Alors que les délégués se réunissent en Allemagne pour discuter de la composition d'un gouvernement afghan de transition, il est capital d'assurer que les principes des droits humains internationaux et de la responsabilité soient intégrés dans les dispositions relatives à la sécurité et à la gouvernance. Le retour des femmes sur la scène politique afghane ainsi que la réinsertion des réfugiés et des personnes déplacées sont également des éléments essentiels d'un rétablissement durable de la paix et de la stabilité dans ce pays.

Nous reconnaissons qu'il n'est probablement pas possible d'éviter de collaborer avec les chefs militaires actuels, quel que soit leur passé, si l'on veut résoudre les problèmes qui se posent actuellement sur le plan de la sécurité.

Toutefois, il convient d'établir une distinction entre les besoins de sécurité à court terme et les arrangements politiques à long terme. Les accords qui interviendront à Bonn devront éviter de transiger sur la nécessité d'exclure de tout futur gouvernement afghan les responsables des violations les plus graves des droits humains et du droit humanitaire international.

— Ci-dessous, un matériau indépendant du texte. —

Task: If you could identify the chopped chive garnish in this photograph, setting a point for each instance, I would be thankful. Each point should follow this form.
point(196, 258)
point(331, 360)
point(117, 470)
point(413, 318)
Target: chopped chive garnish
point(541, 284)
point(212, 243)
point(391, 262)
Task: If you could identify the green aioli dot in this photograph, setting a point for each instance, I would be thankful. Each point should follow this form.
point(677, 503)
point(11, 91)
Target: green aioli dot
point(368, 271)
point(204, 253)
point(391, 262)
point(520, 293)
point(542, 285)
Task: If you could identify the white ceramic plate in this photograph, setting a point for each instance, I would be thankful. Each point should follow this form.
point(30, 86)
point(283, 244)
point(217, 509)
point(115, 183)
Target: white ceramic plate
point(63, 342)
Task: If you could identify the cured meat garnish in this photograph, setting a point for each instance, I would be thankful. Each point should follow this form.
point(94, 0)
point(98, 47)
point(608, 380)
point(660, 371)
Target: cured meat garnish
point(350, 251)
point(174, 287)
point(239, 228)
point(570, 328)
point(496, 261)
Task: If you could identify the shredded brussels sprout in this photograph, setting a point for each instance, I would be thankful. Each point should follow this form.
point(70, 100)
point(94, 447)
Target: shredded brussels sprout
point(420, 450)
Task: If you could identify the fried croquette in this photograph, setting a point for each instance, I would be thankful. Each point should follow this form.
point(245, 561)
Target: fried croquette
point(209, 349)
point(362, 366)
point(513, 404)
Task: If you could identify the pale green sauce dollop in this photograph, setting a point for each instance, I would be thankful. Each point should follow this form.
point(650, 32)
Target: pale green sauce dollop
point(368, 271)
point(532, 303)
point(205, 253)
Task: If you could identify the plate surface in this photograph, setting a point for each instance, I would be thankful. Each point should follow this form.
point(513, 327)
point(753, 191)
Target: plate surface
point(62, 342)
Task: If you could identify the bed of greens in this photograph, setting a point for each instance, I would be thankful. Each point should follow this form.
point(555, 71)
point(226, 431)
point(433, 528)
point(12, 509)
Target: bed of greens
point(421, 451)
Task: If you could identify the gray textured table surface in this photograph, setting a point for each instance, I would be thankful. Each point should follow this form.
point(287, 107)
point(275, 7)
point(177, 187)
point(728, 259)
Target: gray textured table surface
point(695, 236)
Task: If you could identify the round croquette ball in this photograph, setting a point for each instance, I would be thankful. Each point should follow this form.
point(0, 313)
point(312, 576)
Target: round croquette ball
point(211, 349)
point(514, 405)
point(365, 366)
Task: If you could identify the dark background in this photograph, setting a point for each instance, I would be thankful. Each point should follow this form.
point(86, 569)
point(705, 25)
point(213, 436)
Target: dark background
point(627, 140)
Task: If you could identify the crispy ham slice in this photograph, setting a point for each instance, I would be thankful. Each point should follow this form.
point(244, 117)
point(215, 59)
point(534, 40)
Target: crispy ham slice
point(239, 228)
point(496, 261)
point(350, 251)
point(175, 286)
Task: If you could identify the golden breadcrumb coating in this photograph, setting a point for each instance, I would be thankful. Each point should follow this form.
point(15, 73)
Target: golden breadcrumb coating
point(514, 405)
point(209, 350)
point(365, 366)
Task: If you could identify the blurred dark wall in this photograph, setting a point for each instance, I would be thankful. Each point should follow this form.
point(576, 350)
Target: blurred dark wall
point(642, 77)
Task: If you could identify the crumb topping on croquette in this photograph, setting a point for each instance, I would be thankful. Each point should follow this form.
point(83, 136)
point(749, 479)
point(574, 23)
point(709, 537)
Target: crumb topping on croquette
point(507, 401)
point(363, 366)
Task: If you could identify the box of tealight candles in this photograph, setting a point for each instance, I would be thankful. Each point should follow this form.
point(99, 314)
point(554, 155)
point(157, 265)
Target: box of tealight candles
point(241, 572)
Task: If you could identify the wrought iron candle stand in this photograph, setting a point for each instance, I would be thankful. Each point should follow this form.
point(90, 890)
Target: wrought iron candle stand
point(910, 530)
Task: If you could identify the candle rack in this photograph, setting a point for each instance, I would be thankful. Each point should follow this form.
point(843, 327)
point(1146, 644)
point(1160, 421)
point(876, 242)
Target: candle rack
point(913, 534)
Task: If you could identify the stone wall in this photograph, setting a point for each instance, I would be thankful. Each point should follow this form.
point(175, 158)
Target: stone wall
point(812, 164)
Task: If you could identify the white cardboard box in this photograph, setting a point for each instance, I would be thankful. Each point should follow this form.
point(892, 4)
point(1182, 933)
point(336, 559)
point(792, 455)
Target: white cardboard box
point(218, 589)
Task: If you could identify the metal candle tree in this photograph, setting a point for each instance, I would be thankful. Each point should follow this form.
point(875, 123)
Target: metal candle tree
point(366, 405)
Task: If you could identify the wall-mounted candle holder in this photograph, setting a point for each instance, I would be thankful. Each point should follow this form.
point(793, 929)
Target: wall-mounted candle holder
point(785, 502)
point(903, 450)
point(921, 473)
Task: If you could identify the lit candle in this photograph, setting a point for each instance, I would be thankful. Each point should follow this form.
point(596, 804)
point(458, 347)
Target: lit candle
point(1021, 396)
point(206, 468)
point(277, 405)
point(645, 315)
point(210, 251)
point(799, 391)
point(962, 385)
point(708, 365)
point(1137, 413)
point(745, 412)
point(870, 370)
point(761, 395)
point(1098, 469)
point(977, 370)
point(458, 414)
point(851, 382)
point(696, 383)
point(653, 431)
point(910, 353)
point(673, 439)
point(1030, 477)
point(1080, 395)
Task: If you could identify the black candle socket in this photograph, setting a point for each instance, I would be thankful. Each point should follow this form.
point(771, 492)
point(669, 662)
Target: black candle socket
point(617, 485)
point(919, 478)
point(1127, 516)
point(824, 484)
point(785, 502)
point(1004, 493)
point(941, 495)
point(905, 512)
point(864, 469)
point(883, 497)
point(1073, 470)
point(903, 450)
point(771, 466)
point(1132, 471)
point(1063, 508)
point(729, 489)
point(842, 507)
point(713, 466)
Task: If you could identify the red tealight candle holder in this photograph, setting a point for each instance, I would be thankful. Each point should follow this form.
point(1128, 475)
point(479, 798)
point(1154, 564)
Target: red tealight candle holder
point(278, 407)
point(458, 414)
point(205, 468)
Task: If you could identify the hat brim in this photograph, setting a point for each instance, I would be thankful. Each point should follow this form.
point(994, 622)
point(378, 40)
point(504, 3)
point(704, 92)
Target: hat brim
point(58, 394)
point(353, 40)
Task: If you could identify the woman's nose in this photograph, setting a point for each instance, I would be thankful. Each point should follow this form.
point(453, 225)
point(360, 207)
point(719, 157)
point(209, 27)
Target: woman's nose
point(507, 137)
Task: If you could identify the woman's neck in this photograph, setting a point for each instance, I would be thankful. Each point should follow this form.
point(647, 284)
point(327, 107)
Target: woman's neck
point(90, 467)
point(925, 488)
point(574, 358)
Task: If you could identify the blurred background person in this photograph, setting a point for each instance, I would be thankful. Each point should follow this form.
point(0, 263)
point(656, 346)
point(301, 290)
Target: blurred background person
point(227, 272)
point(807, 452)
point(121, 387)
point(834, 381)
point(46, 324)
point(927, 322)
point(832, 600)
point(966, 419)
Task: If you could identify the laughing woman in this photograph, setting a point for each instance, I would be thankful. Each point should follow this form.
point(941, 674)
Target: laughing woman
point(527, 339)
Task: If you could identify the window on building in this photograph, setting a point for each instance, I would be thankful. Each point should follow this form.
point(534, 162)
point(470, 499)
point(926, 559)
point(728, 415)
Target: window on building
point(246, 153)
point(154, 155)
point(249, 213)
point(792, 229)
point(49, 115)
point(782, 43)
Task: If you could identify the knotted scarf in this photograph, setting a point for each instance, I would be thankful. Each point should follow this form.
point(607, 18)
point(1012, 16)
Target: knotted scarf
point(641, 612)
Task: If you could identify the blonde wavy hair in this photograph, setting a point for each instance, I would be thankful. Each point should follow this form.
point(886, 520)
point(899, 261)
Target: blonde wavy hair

Nous demandons d'intégrer les recommandations suivantes relatives à la responsabilité, aux droits humains et à la protection des réfugiés dans le cadre des efforts visant à mettre en place un futur gouvernement afghan. Si ces garanties ne sont pas mises en place dès maintenant, le risque demeure élevé que les Afghans continuent d'être confrontés à des actes de brutalité et de destruction, quel que soit l'accord réalisé.

1. Responsabilité

La mise en place de mécanismes à court terme et à long terme visant à résoudre le problème de la responsabilité des auteurs de graves violations des droits humains et du droit humanitaire international en Afghanistan pourrait permettre d'éviter le retour de l'instabilité qui a régné dans ce pays pendant plus de vingt ans.

A ce jour, les commissions militaires américaines, récemment autorisées par le Président Bush, sont les seuls mécanismes de responsabilité qui ont été proposés. Or, celles-ci négligent les garanties les plus élémentaires en matière de procédure équitable et ne sont en outre pas initialement conçues pour juger des atrocités commises en Afghanistan.

Bien que les délégués participant à la Conférence de Bonn puissent souhaiter se pencher sur les méthodes permettant de poursuivre en justice leurs ennemis, il est essentiel d'examiner également la responsabilité pour les violations commises par leurs alliés.

Commission d'experts
Nous demandons au Secrétaire général de désigner une commission d'experts qui se réunira pour analyser les témoignages de graves violations du droit humanitaire international, notamment les crimes de guerre et les crimes contre l'humanité perpétrés en Afghanistan. Il s'agit selon nous d'une première étape de la responsabilité. Les conclusions de cette commission pourraient jeter les bases de poursuites criminelles devant un tribunal impartial, national ou international, et soutenir une certaine forme de "commission de la vérité". Alors que le choix de ce tribunal fait l'objet de discussions, cette commission permettrait à tout du moins de préserver des témoignages et des preuves élémentaires. La présence, en Afghanistan, d'enquêteurs mandatés par cette commission pourrait en outre jouer un rôle dissuasif et éviter ainsi que soient commises de nouvelles violations des droits humains. Une action du Conseil de Sécurité est nécessaire étant donné qu'il est peu probable qu'un accord intervienne entre les différentes factions afghanes quant aux crimes que cette commission devrait examiner.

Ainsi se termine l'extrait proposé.